Entender o que se passa com um indivíduo “cabeça dura”, de “gênio difícil”,
“esquisitão”, “pipa avoada”, “pavio curto” e tantas outras definições populares
requer, como primeiro passo, saber que a nossa forma de sentir, pensar, nos
comportar, o nosso jeito de ser, aquilo que nos diferencia uns dos outros, é o
que denominamos de personalidade. Mas o que seria a personalidade? Ao
longo da história, cientistas e pesquisadores se debruçaram sobre a questão e,
hoje, uma teoria amplamente aceita indica que se trata do resultado da
combinação e da interação entre dois componentes: o temperamento e o caráter.

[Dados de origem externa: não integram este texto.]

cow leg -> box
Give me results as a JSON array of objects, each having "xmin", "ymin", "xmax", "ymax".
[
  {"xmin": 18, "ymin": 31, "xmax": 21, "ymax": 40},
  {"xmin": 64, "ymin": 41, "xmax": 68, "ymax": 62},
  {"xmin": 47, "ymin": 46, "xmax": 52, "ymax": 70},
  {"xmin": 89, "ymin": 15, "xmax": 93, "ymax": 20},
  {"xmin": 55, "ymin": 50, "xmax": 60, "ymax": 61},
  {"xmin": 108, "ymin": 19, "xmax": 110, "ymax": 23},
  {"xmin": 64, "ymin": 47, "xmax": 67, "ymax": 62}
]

O temperamento é herdado geneticamente e regulado biologicamente. Já o caráter
está ligado à relação do temperamento com tudo o que vivenciamos e aprendemos
na relação com o mundo exterior. Portanto, a personalidade é considerada uma
organização dinâmica, resultante de fatores de ordem biopsicossocial.
Em
síntese, o temperamento seria a predisposição biológica para as sensações,
motivações e reações automáticas no plano emocional. Ele é a base do humor, o
ingrediente que fornece o tempero e colorido emocional, permanecendo
relativamente estável ao longo da vida. A ciência comprovou que a herança
genética não se limita apenas à cor dos olhos, dos cabelos ou da pele, à
estatura, aos distúrbios metabólicos e, às vezes, às malformações físicas. Ela
também influencia as tendências e respostas comportamentais.
Sobre
o caráter, é possível afirmar que ele está associado à consciência que a pessoa
tem de si, dos outros e do mundo que a rodeia. À luz da ciência moderna, a
ideia de que cada ser humano nasce com uma índole, boa ou má, foi substituída
pelo conceito de que ele tenha o livre-arbítrio para agir de acordo com os seus
princípios pessoais, mas sem ignorar o fato de que é parte integrante de um
grupo social. Assim, na formação do caráter, há um componente biológico e
outro ambiental. O caráter seria a porção aprendida, influenciada pelo
temperamento e, ao mesmo tempo, capaz de influenciá-lo. Portanto, por mais
força que o componente biológico tenha na formação da personalidade, as
experiências vividas e o aprendizado contribuem para a equação final, sempre
dinâmica.
Com
tantos fatores em discussão, o fato é que a complexidade do comportamento
humano vem gerando controvérsias há séculos (e continuará). A personalidade
resulta da combinação de fatores biológicos e ambientais, mas a ciência ainda
não consegue precisar qual o peso de cada um desses elementos em sua formação
(relativo meu caro amigo, amiga). Ao longo da história, a balança já pendeu
para um e para outro lado, nunca sendo conclusiva. Em determinadas épocas,
havia a certeza de que o homem nasce com determinada índole que é imutável. Em
outras, predominou a tese de que o meio pode, sim, influenciar o jeito de ser
de um indivíduo (concordo!). Mesmo sem saber a proporção exata da influência do
meio na formação do caráter, é evidente que viver num ambiente positivo, com
afeto, condições sociais adequadas e noção de valores como compaixão e empatia
pode aumentar a chance de uma pessoa não desenvolver um traço patológico de
personalidade (e vice-versa).
Enfim...independentemente
dessa ou daquela faceta, a personalidade, ou o jeito de ser, é resultado de uma
combinação única e original, que funciona num espectro de traços positivos e
negativos, mais ou menos adaptados. Porém, quando esse jeito de ser apresenta,
desde cedo, características inflexíveis, rígidas e disfuncionais muito
acentuadas, é possível que se trate de uma personalidade perturbada. Perturbada
para si e, mais frequentemente, perturbadora para os outros. Simples assim!